Si fa presto a dirgli: “Non fischiate”…

Dopo la disfatta di Siena, l’ennesima maturata per effetto di una prestazione sciatta e deludente, si accavallano, da più parti e su più fronti, le richieste, indirizzate ai tifosi azzurri, di non fischiare la squadra durante la partita interna che si disputerà lunedì sera contro il Chievo, piuttosto di incitarla e sotenerla, affinché possa trarre un feedback positivo dal supporto del pubblico casalingo.

Le reazioni scaturite da tale appello non si sono fatte attendere.

La risposta più eloquente è giunta da parte del “pubblico storico”, ossia i gruppi della tifoseria organizzata che hanno polemizzato, sottolineando, indignati e contrariati, che, negli anni, il proprio supporto alla squadra non lo hanno mai negato, rivangando la propria presenza sugli spalti allorquando le compagini che erano di scena al San Paolo portavano il nome di “Gela, Martina Franca, Lanciano” e le trasferte da sostenere per seguire la squadra azzurra non avevano niente di “europeo”, ma, piuttosto, mettevano a dura prova le competenze in geografia, poiché ci si trovava al cospetto di paesi sconosciuti, piccole cittadine, modeste realtà calcistiche che affrontavano alla meno peggio un dignitoso Campionato di serie C e per le quali affrontare il Napoli costituiva la loro personalissima “Champions League”, per i supporter azzurri si trattava, invece, solo di una grigia parentesi da archiviare nell’album dei ricordi il prima possibile.

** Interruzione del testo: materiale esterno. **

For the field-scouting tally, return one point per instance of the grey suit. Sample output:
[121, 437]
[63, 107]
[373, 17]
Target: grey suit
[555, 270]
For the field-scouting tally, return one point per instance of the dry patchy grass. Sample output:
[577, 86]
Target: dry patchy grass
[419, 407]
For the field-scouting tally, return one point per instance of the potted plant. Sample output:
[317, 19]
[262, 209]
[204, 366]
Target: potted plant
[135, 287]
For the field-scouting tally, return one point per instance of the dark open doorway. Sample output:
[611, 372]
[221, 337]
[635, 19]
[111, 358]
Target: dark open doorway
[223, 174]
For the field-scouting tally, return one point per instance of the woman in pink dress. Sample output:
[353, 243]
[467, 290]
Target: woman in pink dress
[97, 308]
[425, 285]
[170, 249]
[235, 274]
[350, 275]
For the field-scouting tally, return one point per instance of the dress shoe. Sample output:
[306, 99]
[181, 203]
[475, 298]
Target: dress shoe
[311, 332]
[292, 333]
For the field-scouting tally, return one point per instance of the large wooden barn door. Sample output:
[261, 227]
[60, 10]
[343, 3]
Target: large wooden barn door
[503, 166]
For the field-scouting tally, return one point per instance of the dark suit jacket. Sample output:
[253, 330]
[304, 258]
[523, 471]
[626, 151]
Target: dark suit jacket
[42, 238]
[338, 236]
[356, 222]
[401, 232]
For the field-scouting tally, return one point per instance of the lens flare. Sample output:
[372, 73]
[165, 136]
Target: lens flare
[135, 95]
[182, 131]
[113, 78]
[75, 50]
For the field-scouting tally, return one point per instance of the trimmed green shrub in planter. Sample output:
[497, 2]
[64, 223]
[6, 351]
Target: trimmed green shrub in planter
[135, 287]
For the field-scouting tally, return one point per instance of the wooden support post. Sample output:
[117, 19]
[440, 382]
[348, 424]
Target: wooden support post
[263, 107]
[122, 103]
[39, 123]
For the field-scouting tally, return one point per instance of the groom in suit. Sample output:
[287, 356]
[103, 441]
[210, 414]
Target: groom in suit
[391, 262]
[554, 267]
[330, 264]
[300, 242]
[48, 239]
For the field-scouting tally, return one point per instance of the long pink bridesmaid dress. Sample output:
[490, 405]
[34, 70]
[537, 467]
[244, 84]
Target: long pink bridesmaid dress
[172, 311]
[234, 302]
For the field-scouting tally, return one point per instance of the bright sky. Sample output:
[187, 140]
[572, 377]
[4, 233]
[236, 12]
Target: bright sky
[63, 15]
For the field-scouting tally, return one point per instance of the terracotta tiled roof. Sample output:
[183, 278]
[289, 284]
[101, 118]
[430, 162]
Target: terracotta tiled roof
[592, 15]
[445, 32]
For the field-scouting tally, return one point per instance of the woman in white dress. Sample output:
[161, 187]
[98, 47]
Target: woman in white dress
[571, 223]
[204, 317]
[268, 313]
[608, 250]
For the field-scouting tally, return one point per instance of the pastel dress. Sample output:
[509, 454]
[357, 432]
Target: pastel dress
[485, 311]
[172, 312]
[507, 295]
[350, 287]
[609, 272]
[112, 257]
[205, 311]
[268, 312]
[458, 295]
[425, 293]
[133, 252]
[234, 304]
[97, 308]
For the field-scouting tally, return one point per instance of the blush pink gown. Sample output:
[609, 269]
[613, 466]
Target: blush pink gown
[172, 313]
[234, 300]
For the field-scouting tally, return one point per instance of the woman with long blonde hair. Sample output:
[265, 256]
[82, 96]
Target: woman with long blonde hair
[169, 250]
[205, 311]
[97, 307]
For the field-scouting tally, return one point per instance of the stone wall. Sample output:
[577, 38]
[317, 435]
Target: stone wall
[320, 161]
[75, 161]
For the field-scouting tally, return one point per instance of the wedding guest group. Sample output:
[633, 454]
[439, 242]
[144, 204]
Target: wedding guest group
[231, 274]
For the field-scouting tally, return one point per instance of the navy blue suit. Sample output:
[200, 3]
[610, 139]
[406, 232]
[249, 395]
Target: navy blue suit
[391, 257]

Da quando De Laurentiis è a capo della S.S.C.N non è mai accaduto che il pubblico contestasse la squadra e/o l’operato degli addetti ai lavori così apertamente e duramente e, di primo acchito, appare un’enorme ed incomprensibile paradosso che ciò avvenga proprio nel corso della stagione calcistica in cui la squadra sta vivendo la massima e più gloriosa espressione della sua storia, disputando la ChampionsLeague.

Ma è necessario calarsi nella mentalità partenopea per assaporarne le idee, i valori, gli ideali e per palpare con mano quell’attaccamento alla maglia unico, irriproducibile ed incomprensibile, appunto, altrove.

Quello che lede l’orgoglio partenopeo, fino ad indurre i tifosi ad indirizzare fischi contro la squadra, è proprio l’assenza in campo del fervore, della passione, dell’impeto che il pubblico di fede azzurra vorrebbe vedere sempre in campo, a prescindere dalla competizione, dall’entità del match, dal nome dell’avversario che si è chiamati ad affrontare.

I tifosi vorrebbero vedere scendere in campo sempre 11 guerrieri, mai  con la testa altrove, né troppo stanchi o demotivati per giocare per vincere, esattamente come fanno loro, che sono lì, onnipresenti sugli spalti, con la pioggia o con il sole, che accantonano lavoro, famiglia e quant’altro caratterizzi le loro vite, per 90 minuti ed oltre, per dedicarsi anima, corpo e voce alla squadra, sempre e comunque.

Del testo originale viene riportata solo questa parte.